Cryo-electron microscopy enables high-resolution imaging for both protein structure determination and cellular imaging studies. When a sample's ultrastructure is unique, cryo-electron tomography can generate a volume image from a single sample, allowing the study of cellular architecture or polymorphic viruses. This technique requires tilting the microscope stage between each exposure, such that a collection of exposures is built into a stack that can be reconstructed into a three-dimensional volume. Proteins within these volumes can be averaged, with sub-tomogram averaged structures capable of reaching high resolution. However, each tomogram can require between 20-60 minutes of data collection time, restricting the number of tomograms that a user can collect in time-limited microscopy sessions. As the final resolution of sub-tomogram averages is dependent upon the number of particles in the dataset, the number of tomograms collected is severely limiting in cases where protein copy number is low.
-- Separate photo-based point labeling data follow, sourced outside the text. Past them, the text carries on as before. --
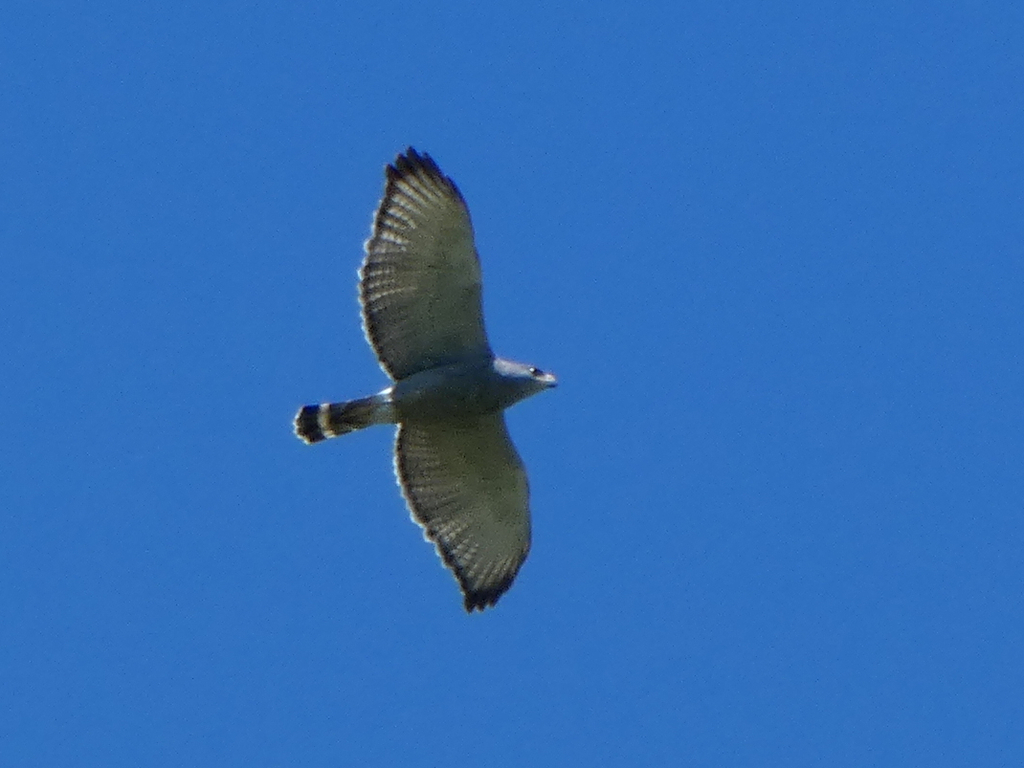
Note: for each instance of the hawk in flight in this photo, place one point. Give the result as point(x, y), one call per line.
point(459, 471)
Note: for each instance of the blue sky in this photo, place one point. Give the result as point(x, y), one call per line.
point(773, 253)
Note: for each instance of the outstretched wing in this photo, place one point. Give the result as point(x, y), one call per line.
point(420, 282)
point(466, 485)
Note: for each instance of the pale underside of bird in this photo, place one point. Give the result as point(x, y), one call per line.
point(420, 295)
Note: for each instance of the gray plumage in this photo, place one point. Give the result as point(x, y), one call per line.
point(422, 312)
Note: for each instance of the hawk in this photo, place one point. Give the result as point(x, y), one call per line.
point(422, 313)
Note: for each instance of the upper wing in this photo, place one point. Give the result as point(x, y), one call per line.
point(420, 282)
point(466, 485)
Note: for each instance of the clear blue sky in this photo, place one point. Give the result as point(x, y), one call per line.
point(773, 253)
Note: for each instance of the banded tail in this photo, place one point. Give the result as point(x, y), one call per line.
point(315, 423)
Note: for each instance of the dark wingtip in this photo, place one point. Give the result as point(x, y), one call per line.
point(307, 424)
point(413, 163)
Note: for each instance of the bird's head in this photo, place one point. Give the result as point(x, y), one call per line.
point(525, 380)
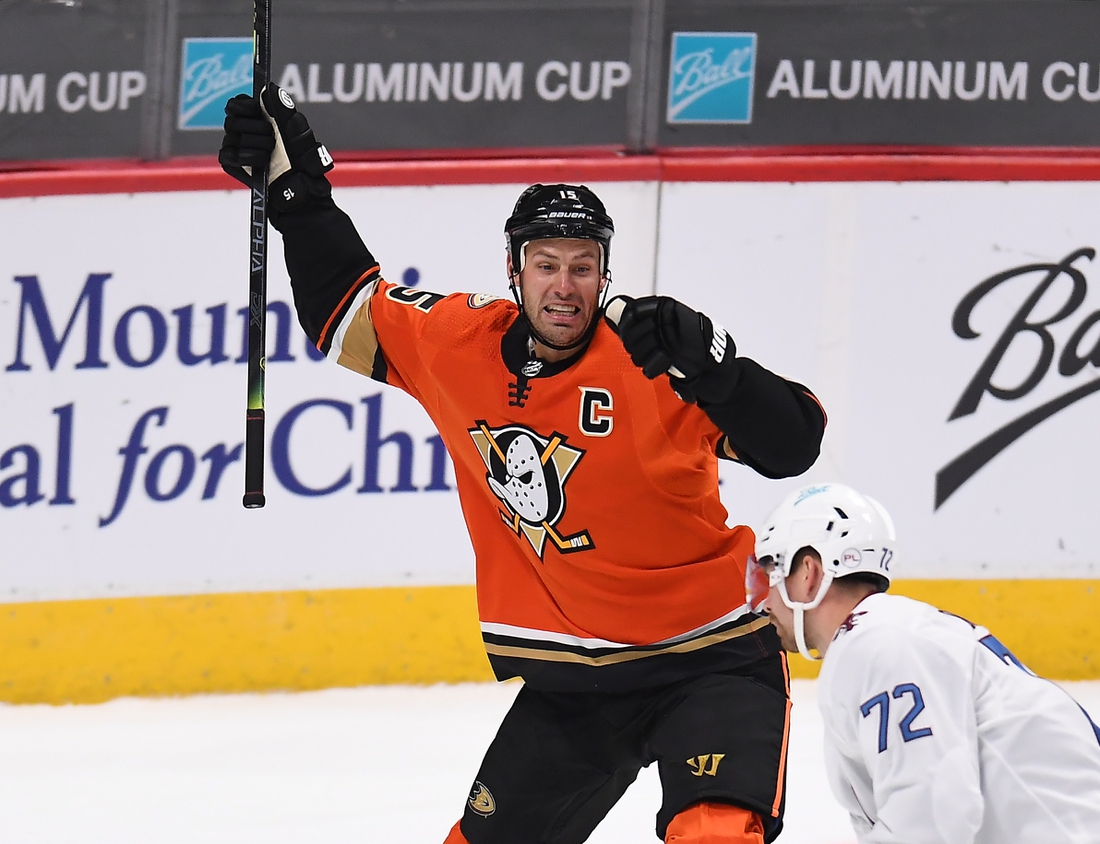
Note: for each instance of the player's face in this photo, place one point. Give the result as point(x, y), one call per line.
point(782, 616)
point(560, 286)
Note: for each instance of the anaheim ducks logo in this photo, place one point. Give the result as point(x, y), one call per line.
point(481, 800)
point(528, 472)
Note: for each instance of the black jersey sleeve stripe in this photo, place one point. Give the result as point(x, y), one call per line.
point(338, 316)
point(325, 259)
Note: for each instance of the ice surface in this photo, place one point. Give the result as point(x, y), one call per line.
point(381, 764)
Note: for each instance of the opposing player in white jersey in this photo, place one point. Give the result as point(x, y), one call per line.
point(934, 731)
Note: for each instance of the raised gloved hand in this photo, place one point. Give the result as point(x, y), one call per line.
point(277, 133)
point(662, 335)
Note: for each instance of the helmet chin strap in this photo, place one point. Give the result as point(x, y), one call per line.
point(800, 607)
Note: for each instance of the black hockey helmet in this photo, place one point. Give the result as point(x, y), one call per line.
point(547, 211)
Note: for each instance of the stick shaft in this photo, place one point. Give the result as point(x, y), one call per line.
point(257, 277)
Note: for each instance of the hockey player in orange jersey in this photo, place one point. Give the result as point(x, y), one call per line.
point(585, 435)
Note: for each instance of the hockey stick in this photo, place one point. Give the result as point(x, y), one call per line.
point(257, 276)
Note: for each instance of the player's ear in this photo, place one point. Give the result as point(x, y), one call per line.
point(814, 571)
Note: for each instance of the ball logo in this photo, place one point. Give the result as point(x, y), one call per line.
point(711, 77)
point(212, 72)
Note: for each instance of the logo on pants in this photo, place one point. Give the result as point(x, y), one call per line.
point(706, 764)
point(711, 77)
point(481, 800)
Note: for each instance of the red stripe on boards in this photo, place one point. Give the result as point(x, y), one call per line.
point(679, 165)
The Jensen lab has developed a "fast-incremental" tilt scheme, whereby a single tomogram can be collected in 3-10 minutes. An FEI Titan Krios cryo-electron microscope and Gatan K2 camera are operated in continuous acquisition mode, using SerialEM software to blank the electron beam during stage movement; the resulting acquisition is similar in geometry and exposure to a conventional tomogram. We find that the precision of a single-tilt stage and a camera with fast frame capture rates and high sensitivity compensate for the lack of time-consuming stage tracking and adjustments during data collection, to a resolution of roughly 2.5 nm. Further hardware and software development will improve the resolution and utility of this method.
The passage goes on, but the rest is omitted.